Londres fut longtemps au centre de l’univers. Pendant environ cent cinquante ans, au bord de la Tamise, s’étalait la capitale de l’empire britannique. Il en reste quelque chose dans le monde du rugby. Car la capitale anglaise abrite trois clubs d’exilés : les London Irish, Welsh et Scottish.
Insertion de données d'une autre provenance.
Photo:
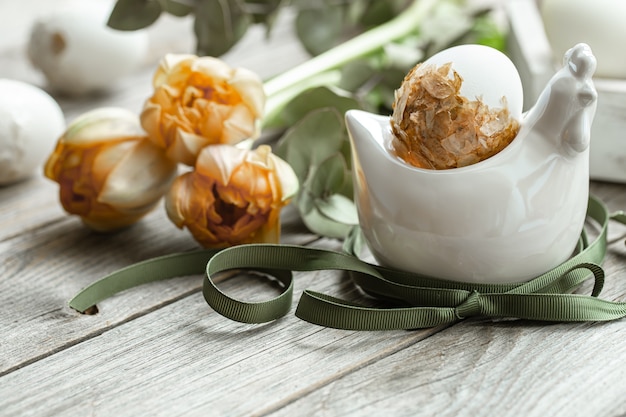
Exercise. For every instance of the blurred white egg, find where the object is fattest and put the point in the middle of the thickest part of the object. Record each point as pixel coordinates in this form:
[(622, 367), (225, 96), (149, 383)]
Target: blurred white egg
[(30, 123), (79, 54), (601, 24), (487, 74)]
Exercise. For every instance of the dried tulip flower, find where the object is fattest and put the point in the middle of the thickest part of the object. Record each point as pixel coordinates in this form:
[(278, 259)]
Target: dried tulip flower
[(234, 196), (109, 172), (201, 101), (437, 128)]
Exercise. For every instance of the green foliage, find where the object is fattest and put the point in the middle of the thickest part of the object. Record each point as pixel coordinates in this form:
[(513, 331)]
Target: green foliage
[(219, 25), (315, 148), (316, 143)]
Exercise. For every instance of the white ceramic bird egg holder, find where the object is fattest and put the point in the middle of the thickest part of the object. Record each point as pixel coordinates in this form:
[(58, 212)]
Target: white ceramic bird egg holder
[(508, 218), (533, 55)]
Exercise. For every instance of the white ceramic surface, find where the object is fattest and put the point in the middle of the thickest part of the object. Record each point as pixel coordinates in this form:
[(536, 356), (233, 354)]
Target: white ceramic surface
[(535, 59), (506, 219)]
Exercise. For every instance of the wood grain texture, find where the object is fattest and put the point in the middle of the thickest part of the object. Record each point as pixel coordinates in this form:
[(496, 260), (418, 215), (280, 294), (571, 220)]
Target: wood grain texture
[(160, 350), (503, 368), (184, 359)]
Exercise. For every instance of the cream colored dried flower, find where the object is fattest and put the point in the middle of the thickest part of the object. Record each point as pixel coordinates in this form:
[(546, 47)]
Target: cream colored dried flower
[(108, 172), (201, 101), (437, 128)]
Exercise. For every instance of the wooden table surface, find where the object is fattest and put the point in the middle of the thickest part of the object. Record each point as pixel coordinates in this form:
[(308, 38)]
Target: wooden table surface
[(159, 350)]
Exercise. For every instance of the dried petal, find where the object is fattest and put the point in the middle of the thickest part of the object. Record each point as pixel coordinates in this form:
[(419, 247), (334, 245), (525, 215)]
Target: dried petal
[(436, 128), (233, 196), (201, 101), (109, 173)]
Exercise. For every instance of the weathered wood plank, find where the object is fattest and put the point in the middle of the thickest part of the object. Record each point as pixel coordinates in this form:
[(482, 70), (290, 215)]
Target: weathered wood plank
[(503, 368), (43, 268), (186, 359)]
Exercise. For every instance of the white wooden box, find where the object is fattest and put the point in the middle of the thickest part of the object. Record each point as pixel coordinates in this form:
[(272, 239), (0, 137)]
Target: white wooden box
[(530, 51)]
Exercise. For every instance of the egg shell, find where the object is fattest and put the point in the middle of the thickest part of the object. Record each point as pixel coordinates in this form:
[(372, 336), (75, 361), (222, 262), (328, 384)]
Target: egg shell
[(79, 54), (599, 23), (487, 73), (30, 123)]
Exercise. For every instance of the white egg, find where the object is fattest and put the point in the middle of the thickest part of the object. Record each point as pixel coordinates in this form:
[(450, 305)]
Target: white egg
[(79, 54), (30, 123), (599, 23), (487, 74)]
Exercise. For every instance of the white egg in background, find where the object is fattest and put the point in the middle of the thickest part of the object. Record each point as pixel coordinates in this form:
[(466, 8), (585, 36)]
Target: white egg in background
[(601, 24), (31, 121), (78, 53), (487, 74)]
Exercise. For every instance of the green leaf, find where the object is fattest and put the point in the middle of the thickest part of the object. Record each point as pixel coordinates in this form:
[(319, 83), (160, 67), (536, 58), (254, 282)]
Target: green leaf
[(316, 137), (265, 11), (134, 14), (178, 8), (319, 26), (339, 208), (317, 222), (219, 25), (316, 98), (328, 177), (356, 73)]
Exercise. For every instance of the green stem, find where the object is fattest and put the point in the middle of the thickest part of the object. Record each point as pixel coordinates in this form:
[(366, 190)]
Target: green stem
[(357, 47)]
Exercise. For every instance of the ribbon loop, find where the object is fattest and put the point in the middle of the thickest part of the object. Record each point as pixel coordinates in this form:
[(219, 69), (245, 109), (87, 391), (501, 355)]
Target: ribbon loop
[(471, 307), (425, 301)]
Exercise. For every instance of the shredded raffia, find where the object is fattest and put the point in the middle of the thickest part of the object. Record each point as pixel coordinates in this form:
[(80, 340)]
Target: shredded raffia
[(437, 128)]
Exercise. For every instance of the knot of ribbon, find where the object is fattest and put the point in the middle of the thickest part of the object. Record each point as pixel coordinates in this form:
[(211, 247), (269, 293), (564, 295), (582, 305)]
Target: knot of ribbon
[(415, 301)]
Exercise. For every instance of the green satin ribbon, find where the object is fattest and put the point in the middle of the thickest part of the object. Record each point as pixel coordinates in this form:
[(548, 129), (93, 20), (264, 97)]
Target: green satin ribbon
[(416, 301)]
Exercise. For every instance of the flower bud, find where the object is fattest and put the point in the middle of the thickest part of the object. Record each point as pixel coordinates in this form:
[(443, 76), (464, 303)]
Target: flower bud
[(200, 101), (435, 127), (234, 196), (109, 173)]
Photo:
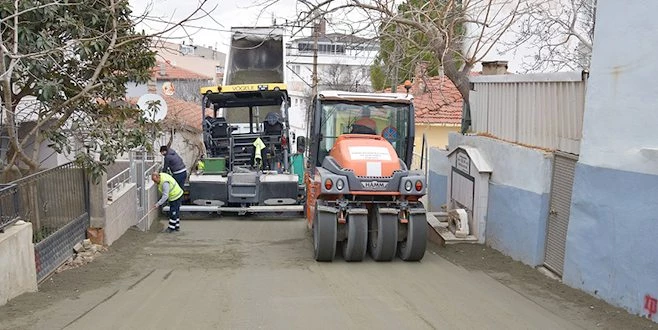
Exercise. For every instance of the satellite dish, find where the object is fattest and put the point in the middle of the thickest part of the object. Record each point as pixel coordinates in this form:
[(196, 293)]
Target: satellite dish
[(168, 88), (149, 114)]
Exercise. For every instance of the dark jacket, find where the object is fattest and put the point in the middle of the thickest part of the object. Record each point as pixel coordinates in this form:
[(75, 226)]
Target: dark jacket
[(173, 162)]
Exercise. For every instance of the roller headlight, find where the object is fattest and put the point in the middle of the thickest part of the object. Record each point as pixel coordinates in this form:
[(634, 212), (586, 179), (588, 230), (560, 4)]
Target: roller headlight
[(340, 184), (407, 186)]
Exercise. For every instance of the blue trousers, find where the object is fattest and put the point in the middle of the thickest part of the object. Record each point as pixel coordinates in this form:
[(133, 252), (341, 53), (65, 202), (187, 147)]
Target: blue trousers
[(174, 214), (180, 179)]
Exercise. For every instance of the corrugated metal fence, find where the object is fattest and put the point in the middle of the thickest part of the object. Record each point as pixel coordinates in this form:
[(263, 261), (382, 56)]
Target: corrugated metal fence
[(539, 110)]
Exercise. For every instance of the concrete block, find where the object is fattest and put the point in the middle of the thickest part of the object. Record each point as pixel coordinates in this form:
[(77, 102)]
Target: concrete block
[(121, 214), (77, 248), (18, 272), (96, 235)]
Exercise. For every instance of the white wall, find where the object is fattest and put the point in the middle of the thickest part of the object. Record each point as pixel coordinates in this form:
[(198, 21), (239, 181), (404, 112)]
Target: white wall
[(18, 272), (621, 117), (513, 165), (611, 238)]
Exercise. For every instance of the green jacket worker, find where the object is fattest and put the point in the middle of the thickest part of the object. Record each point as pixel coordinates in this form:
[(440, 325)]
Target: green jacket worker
[(172, 193)]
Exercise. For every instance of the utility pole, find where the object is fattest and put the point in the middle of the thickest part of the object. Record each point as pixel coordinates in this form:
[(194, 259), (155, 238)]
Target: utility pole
[(315, 58), (394, 82)]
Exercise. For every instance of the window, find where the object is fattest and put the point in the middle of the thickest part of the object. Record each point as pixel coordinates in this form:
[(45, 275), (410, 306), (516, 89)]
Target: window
[(391, 121)]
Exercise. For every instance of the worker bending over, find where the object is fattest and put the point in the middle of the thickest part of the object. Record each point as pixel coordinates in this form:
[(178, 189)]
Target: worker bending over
[(171, 192)]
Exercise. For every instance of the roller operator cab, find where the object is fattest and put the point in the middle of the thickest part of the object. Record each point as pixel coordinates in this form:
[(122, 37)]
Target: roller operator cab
[(360, 193)]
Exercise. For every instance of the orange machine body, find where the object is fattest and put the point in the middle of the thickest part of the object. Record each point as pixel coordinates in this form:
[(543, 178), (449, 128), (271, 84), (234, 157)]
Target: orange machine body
[(366, 155)]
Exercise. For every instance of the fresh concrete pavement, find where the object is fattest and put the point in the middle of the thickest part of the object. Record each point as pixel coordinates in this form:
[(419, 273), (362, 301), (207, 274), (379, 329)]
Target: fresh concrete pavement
[(253, 274)]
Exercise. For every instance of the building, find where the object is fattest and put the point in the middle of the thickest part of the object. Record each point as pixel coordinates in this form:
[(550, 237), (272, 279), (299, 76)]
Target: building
[(571, 180), (515, 33), (612, 229), (437, 108), (200, 60), (343, 63)]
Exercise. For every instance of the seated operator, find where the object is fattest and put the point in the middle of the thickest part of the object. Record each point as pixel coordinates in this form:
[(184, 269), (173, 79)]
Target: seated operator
[(364, 126)]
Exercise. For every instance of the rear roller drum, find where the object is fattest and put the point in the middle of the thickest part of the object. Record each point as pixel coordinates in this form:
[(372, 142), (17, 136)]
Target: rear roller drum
[(324, 236), (354, 248), (413, 247), (383, 235)]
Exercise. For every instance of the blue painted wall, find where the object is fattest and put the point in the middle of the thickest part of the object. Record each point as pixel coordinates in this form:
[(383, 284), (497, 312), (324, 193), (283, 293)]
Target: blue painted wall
[(612, 241), (438, 190), (516, 223)]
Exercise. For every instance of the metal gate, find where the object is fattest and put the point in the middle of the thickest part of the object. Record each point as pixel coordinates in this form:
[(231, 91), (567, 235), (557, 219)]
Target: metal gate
[(142, 164), (56, 202), (564, 166)]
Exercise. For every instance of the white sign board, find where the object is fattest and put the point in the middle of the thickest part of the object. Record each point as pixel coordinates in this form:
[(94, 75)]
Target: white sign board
[(369, 153)]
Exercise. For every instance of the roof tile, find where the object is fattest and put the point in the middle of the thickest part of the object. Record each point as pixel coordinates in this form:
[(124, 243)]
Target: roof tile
[(176, 73), (440, 103)]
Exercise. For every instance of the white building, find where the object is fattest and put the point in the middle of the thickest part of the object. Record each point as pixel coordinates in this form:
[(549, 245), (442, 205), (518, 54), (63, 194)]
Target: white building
[(343, 63)]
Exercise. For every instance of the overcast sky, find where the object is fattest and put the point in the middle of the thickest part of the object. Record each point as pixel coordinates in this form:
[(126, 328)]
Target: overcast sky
[(213, 29)]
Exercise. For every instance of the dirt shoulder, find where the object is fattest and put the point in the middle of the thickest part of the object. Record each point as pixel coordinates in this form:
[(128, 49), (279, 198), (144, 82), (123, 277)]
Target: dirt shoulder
[(546, 292), (108, 267)]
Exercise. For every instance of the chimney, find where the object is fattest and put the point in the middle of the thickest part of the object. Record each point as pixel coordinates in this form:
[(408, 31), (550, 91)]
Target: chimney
[(321, 27), (494, 67), (163, 70), (151, 86), (420, 73)]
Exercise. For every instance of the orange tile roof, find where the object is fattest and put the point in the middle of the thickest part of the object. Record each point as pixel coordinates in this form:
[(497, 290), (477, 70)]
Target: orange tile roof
[(439, 103), (183, 112), (177, 73)]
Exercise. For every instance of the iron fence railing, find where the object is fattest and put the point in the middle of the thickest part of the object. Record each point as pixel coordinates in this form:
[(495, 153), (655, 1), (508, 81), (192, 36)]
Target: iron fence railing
[(9, 205), (53, 198), (117, 182)]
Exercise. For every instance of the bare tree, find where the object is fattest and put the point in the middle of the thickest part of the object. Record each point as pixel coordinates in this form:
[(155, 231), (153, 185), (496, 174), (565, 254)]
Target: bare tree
[(459, 33), (343, 77), (562, 31), (64, 66)]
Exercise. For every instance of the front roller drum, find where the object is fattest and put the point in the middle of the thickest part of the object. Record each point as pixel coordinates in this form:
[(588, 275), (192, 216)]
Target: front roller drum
[(325, 232), (413, 247), (354, 248), (383, 234)]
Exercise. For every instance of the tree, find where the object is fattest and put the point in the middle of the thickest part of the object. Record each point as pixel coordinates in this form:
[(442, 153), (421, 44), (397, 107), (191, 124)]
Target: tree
[(64, 66), (343, 77), (398, 57), (457, 33), (562, 31)]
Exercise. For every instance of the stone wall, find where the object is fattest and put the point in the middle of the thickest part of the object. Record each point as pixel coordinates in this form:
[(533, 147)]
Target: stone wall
[(18, 272), (120, 213)]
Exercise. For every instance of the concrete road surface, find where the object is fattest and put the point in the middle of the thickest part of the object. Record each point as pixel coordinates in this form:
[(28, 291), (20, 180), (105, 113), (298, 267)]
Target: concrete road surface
[(245, 274)]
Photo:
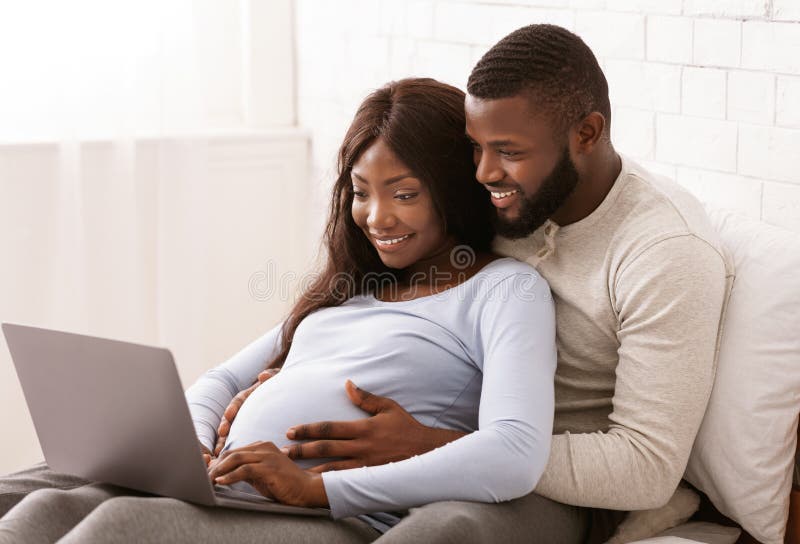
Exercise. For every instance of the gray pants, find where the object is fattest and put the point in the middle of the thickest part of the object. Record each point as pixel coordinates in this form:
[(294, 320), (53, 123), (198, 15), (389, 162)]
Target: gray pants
[(39, 505)]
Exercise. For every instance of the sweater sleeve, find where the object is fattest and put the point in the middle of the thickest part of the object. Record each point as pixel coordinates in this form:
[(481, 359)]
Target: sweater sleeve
[(669, 302), (503, 459), (214, 390)]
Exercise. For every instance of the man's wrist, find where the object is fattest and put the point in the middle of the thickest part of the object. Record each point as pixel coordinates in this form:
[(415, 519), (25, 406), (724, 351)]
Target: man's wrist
[(319, 498)]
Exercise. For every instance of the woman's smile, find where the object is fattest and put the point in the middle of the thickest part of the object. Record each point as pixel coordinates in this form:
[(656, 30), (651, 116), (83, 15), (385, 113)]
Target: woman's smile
[(392, 243)]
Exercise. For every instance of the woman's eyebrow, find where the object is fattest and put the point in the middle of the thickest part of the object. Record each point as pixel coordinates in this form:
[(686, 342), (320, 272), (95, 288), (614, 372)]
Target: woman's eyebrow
[(390, 181)]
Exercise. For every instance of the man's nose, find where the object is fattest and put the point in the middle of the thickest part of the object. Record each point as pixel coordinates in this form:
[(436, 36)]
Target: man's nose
[(488, 169)]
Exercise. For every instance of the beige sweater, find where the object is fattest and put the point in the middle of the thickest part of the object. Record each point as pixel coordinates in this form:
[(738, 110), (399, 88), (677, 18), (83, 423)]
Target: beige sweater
[(640, 287)]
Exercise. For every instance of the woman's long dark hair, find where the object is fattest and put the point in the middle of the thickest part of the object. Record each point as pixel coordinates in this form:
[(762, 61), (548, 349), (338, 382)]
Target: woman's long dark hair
[(422, 121)]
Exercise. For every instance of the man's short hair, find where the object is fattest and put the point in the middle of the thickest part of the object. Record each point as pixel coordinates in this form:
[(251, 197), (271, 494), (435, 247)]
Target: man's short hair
[(554, 66)]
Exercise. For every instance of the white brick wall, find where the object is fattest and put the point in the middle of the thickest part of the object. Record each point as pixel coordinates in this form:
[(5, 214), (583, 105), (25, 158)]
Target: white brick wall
[(704, 91)]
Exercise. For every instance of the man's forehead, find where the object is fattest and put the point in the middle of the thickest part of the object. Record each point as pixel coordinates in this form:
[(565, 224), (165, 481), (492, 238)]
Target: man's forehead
[(514, 115)]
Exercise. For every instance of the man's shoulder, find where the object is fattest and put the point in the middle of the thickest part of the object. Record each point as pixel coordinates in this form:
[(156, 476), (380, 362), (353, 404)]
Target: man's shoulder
[(652, 208)]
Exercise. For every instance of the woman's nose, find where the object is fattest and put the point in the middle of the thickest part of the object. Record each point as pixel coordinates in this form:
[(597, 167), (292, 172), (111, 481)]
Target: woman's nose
[(381, 216)]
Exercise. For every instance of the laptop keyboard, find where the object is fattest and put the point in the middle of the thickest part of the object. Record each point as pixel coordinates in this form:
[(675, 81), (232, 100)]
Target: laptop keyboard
[(226, 491)]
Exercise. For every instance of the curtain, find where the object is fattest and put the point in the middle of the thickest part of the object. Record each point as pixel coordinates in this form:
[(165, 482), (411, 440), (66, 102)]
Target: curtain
[(132, 183)]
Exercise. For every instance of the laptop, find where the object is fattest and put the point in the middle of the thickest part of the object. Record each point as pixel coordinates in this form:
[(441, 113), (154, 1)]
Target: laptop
[(111, 411)]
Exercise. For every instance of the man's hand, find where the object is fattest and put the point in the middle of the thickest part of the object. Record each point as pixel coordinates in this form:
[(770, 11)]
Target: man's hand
[(274, 475), (391, 434), (233, 408)]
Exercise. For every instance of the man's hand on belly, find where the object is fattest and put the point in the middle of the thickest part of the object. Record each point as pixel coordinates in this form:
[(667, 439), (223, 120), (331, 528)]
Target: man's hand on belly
[(390, 434), (233, 408)]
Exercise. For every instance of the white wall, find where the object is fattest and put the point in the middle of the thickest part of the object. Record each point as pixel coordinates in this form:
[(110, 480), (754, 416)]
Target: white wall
[(706, 91)]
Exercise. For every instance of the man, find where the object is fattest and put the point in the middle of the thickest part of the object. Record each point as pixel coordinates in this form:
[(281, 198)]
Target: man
[(640, 284)]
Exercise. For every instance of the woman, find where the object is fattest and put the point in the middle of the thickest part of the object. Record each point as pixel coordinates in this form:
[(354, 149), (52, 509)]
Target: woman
[(461, 343)]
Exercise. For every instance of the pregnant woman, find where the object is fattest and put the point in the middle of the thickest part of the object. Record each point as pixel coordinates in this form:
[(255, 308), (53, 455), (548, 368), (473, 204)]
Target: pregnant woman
[(410, 305)]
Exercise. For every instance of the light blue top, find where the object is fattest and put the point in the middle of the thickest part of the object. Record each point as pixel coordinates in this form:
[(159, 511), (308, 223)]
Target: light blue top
[(478, 357)]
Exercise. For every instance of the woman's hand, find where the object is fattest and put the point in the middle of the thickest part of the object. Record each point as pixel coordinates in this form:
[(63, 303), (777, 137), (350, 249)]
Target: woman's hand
[(391, 434), (233, 408), (272, 473), (208, 457)]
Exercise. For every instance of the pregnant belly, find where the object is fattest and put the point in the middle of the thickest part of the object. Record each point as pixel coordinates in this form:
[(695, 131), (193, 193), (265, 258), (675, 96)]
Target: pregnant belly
[(291, 398)]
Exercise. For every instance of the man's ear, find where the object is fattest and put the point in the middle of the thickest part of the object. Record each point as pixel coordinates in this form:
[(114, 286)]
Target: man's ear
[(589, 131)]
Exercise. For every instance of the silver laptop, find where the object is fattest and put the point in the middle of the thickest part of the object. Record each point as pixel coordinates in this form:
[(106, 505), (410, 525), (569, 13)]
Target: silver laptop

Paradoxalement, ces trois clubs furent longtemps les seuls dont le mot « London » figurait dans le nom officiel. Les Harlequins, Wasps ou Saracens ne jugeaient pas utiles de faire figurer leur appartenance géographique dans leur appellation. Les clubs d’exilés sont une survivance d’une époque où les clubs de rugby servaient de point de ralliement pour les étudiants et les actifs déracinés dans la métropole. Un lieu de socialisation puissant qui correspondait parfaitement à l’ère du rugby amateur. Les clubs d’exilés accueillaient des joueurs de haut niveau et les week-ends de tournoi, il n’était pas rare de voir au moins un exilé dans chaque équipe celte.

SARACENS, LES SUD-AFRICAINS DE LONDRES

En 1969 (année prise au hasard), l’Irlande en accueillait deux pour affronter la France, idem pour l’Écosse et le pays de Galles. Évidemment, avec le rugby professionnel, les choses ont changé. Il y a eu quelques péripéties mais vingt ans plus tard, ces clubs sont toujours là, curieusement. Les London Irish en première division depuis longtemps, les autres en deuxième. Les London Welsh sont même revenus dans l’élite pour deux saisons (2012-2013) et (2014-2015). Pour l’anecdote, on a même présenté parfois les nouveaux Saracens comme une sorte d’équipe des Sud-Africains de Londres, mais ce n’est pas tout à fait le même contexte.

Les trois équipes historiques sont donc encore vivaces et on a même parlé d’elles pour rejoindre la Ligue celte. Ce ne furent que des idées lancées de-ci de-là, mais le projet a de quoi séduire. Il permettrait à ce championnat fermé de poser un pied sur le grand marché londonien, facile d’accès pour les supporters visiteurs. Pour les clubs, ce serait l’occasion de rejoindre un championnat sans descente et les avantages qui en découlent : possibilité de recruter, de former et trouver des partenaires plus sereinement.